I do love him, that will never fade but he sure did open my eyes how cruel and heartless a person can be.

Mind you I gave up so much for him, i never thought of ever cheating on him or looking elsewhere.. and he was so quick to go back on match.com to feed over the praises from others.

Love does suck, i hope i find a man that will love and cherish me..


----------



## Dollystanford (Mar 14, 2012)

your love for him certainly WILL fade, when you find someone who isn't a child and treats you with respect x


----------



## Eternal Embrace (Apr 26, 2012)

No offense - but are you in love with him or do you just not want to be alone?

I ask this because this man sounds like a total waste of your time! He's how old? And lives with his aunt? Has no car? Sounds like he pretty much has nothing... And worst of all he treats you like dirt! No man that truely loves a woman would treat her the way you have been treated by this dude!

Constantly going back with this loser has appearently caused you nothing but pain - why continue to put yourself thru that?:scratchhead:

There are REAL men out there who will treat you right, love and respect you for who you are (and your family, too, for that matter) - get rid of this guy for good and hold out for a REAL man - not some little boy who uses you.

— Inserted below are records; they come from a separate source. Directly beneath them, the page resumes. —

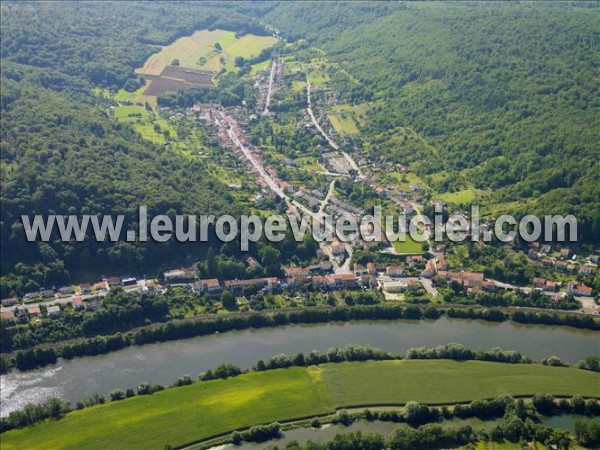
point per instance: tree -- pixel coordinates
(228, 300)
(239, 61)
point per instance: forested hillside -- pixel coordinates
(504, 96)
(62, 154)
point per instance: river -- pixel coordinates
(164, 362)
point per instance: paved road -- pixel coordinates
(228, 123)
(428, 285)
(327, 197)
(270, 88)
(330, 141)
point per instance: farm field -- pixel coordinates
(409, 246)
(144, 122)
(201, 410)
(462, 196)
(198, 59)
(177, 416)
(343, 123)
(443, 381)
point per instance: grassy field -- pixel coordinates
(343, 123)
(463, 196)
(143, 122)
(197, 51)
(181, 415)
(201, 410)
(409, 246)
(397, 382)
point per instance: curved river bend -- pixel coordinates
(164, 362)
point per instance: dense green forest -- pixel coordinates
(504, 95)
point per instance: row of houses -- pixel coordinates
(576, 288)
(568, 266)
(213, 286)
(24, 313)
(81, 289)
(472, 281)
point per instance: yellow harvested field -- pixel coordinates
(198, 51)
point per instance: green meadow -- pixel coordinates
(409, 246)
(205, 409)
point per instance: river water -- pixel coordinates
(164, 362)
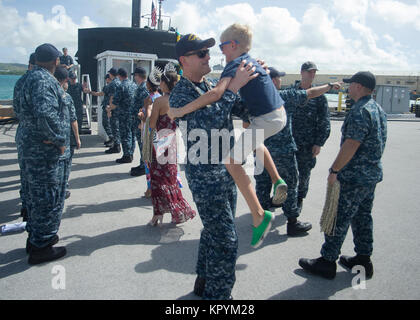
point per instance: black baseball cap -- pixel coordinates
(46, 52)
(308, 65)
(122, 72)
(113, 71)
(275, 73)
(190, 42)
(61, 73)
(32, 58)
(365, 78)
(140, 71)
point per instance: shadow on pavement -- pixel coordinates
(315, 288)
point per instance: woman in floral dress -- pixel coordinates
(166, 192)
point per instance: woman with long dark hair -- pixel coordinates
(166, 192)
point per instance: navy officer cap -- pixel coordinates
(46, 52)
(113, 71)
(308, 66)
(32, 58)
(365, 78)
(140, 71)
(275, 73)
(190, 42)
(72, 75)
(122, 72)
(61, 73)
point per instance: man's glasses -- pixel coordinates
(200, 53)
(226, 42)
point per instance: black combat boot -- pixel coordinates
(358, 260)
(115, 149)
(109, 143)
(29, 245)
(199, 285)
(297, 228)
(321, 267)
(125, 159)
(138, 171)
(48, 253)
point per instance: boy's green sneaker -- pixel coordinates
(259, 233)
(280, 192)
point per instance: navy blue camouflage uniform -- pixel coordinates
(366, 123)
(124, 100)
(75, 91)
(141, 94)
(115, 124)
(311, 126)
(43, 117)
(16, 109)
(282, 148)
(68, 101)
(212, 187)
(106, 122)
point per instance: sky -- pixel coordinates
(342, 36)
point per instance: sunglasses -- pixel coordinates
(226, 42)
(200, 53)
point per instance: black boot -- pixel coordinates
(321, 267)
(138, 171)
(358, 260)
(297, 228)
(109, 143)
(48, 253)
(299, 204)
(125, 159)
(29, 245)
(24, 214)
(199, 285)
(115, 149)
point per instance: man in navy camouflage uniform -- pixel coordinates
(75, 91)
(16, 96)
(282, 148)
(106, 122)
(142, 93)
(43, 138)
(311, 129)
(358, 168)
(212, 187)
(61, 74)
(123, 102)
(113, 114)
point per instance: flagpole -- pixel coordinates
(160, 15)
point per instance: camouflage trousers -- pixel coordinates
(128, 139)
(218, 248)
(287, 167)
(45, 190)
(137, 133)
(22, 172)
(79, 116)
(115, 127)
(306, 162)
(355, 209)
(106, 123)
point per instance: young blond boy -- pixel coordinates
(267, 113)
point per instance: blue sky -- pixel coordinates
(339, 35)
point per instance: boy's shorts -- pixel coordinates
(261, 128)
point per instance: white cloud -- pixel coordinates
(350, 10)
(25, 33)
(397, 13)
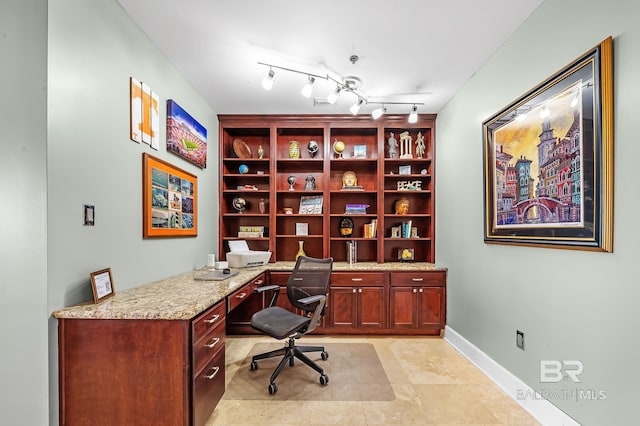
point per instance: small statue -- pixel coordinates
(420, 146)
(393, 146)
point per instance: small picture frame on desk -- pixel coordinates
(102, 285)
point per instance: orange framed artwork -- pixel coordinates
(169, 200)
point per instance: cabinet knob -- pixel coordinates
(213, 319)
(213, 374)
(213, 343)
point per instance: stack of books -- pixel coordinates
(356, 208)
(251, 232)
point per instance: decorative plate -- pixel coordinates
(241, 149)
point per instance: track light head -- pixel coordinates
(378, 112)
(333, 96)
(267, 83)
(413, 116)
(355, 108)
(308, 87)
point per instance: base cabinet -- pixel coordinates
(142, 372)
(417, 300)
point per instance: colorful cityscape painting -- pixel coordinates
(185, 136)
(538, 171)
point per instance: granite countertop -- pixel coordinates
(182, 297)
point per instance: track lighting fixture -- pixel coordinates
(378, 112)
(348, 84)
(267, 83)
(413, 116)
(308, 87)
(355, 108)
(333, 96)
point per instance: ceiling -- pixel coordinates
(419, 51)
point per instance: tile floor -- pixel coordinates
(434, 385)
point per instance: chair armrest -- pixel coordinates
(266, 288)
(312, 299)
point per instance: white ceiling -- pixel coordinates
(409, 50)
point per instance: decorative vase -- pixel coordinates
(300, 250)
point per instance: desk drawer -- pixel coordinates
(368, 279)
(208, 320)
(208, 388)
(420, 279)
(205, 348)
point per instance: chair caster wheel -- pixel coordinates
(273, 388)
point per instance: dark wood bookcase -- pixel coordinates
(383, 181)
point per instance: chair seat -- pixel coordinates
(278, 322)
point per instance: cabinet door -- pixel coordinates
(431, 307)
(403, 307)
(371, 312)
(342, 307)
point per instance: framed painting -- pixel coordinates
(185, 136)
(169, 200)
(548, 160)
(102, 285)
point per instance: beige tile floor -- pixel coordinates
(434, 385)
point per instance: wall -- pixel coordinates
(570, 304)
(94, 47)
(23, 171)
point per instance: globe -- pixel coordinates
(338, 148)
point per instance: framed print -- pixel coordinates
(548, 161)
(169, 200)
(102, 285)
(185, 136)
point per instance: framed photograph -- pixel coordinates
(102, 285)
(302, 228)
(548, 160)
(185, 136)
(360, 151)
(169, 200)
(404, 170)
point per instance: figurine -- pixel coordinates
(393, 146)
(420, 146)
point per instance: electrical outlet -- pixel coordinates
(520, 339)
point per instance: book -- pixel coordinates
(310, 204)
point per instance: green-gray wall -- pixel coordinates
(572, 305)
(23, 218)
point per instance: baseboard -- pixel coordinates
(541, 409)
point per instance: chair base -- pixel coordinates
(288, 353)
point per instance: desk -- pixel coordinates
(154, 354)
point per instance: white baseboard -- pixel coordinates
(541, 409)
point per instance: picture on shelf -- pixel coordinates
(310, 204)
(360, 151)
(302, 229)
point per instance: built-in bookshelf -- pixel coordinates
(323, 172)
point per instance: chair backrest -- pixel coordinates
(310, 277)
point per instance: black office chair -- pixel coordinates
(307, 291)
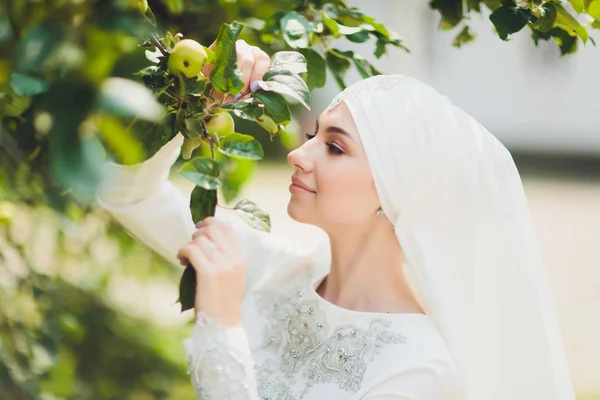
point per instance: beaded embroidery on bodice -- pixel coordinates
(305, 348)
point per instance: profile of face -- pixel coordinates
(333, 165)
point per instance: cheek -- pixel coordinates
(346, 189)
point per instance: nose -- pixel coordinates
(298, 159)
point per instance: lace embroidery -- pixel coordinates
(217, 371)
(298, 331)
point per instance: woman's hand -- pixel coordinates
(220, 266)
(253, 63)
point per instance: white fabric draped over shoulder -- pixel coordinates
(455, 197)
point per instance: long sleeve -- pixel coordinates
(435, 380)
(220, 361)
(155, 211)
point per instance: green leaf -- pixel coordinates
(202, 203)
(237, 145)
(365, 69)
(27, 85)
(493, 4)
(225, 77)
(509, 18)
(247, 109)
(76, 154)
(465, 36)
(331, 24)
(380, 47)
(338, 65)
(193, 127)
(451, 10)
(547, 20)
(358, 37)
(349, 30)
(578, 5)
(568, 23)
(36, 47)
(275, 106)
(126, 98)
(153, 135)
(288, 61)
(187, 288)
(474, 5)
(317, 69)
(287, 84)
(295, 29)
(594, 9)
(268, 124)
(253, 215)
(121, 141)
(235, 172)
(204, 172)
(379, 28)
(195, 87)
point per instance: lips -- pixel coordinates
(297, 182)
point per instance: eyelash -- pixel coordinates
(332, 149)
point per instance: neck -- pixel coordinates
(367, 271)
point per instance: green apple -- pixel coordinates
(221, 123)
(143, 6)
(188, 58)
(189, 145)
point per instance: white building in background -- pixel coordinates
(531, 98)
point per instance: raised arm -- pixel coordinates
(156, 212)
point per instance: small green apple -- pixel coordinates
(221, 123)
(188, 147)
(143, 6)
(188, 58)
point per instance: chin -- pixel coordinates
(297, 214)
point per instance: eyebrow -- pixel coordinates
(335, 129)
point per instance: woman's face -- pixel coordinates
(333, 165)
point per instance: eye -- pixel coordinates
(334, 149)
(331, 148)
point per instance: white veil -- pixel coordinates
(455, 197)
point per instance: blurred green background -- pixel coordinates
(87, 312)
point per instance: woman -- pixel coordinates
(433, 288)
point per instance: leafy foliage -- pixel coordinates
(84, 81)
(547, 19)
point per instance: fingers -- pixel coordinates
(215, 234)
(261, 63)
(195, 255)
(245, 62)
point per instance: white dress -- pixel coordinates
(292, 343)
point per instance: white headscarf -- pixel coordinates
(455, 197)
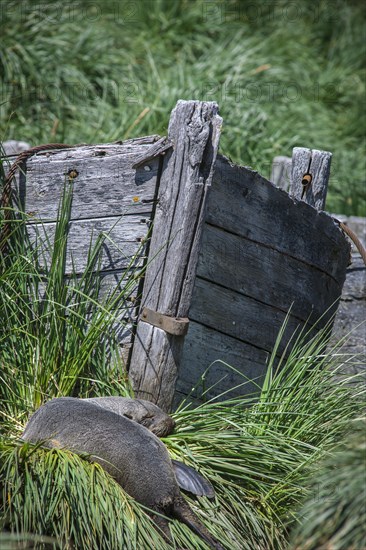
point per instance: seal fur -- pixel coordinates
(128, 451)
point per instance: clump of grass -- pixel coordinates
(334, 514)
(258, 451)
(283, 74)
(59, 493)
(57, 336)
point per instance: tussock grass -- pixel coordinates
(334, 514)
(284, 74)
(259, 451)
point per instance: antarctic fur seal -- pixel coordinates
(128, 451)
(139, 410)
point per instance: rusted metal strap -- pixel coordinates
(178, 326)
(159, 148)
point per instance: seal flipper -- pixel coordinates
(190, 480)
(183, 512)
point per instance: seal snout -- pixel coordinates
(162, 426)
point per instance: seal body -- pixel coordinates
(139, 410)
(131, 453)
(128, 451)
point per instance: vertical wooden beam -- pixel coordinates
(310, 175)
(281, 172)
(194, 131)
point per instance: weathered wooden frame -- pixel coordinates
(229, 253)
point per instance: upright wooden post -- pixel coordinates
(310, 174)
(194, 131)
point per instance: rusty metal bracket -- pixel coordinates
(177, 326)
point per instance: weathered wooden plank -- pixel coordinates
(106, 184)
(122, 246)
(194, 129)
(202, 347)
(315, 166)
(281, 172)
(239, 316)
(264, 274)
(246, 204)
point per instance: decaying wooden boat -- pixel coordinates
(228, 256)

You should really cut this boy out of your life.


----------



## viggling (Apr 27, 2012)

i understand your fear of being alone but i am sure once you meet someone new you will quickly forget him ..


----------



## ScaredandUnsure (Nov 17, 2011)

He sounds like he's completely replaceable and not a huge loss. You'll find better.


----------



## Chelle D (Nov 30, 2011)

He sounds prejudiced. He's an ass. He said mean & hateful things because he* is* mean & hateful. His mouth spewed out filth... because look where it came from-- filth.

It hurts so much, because you opened your heart to loving him inspite of his flaws... however, he has not overcome his flaws. They will not be fixed if he say's lets get back together. So dont. 

You'll find someone better... Just take your time to let your heart heal. Don't pick at the scab & let that filth back into your heart. Seal it off from him, and let your heart have a full recovery before you go to try to find a new love.


----------



## ChelseaBlue (Mar 5, 2012)

christine30 said:


> How can someone you love deeply hurt you.


You love him deeply. He doesn't love you. That's why he can hurt you. You are worth so much more than this selfish little boy knows. A real man will love and respect you for who you are and will not try to remake you in his image. 

Dump this loser and get on with your life.


----------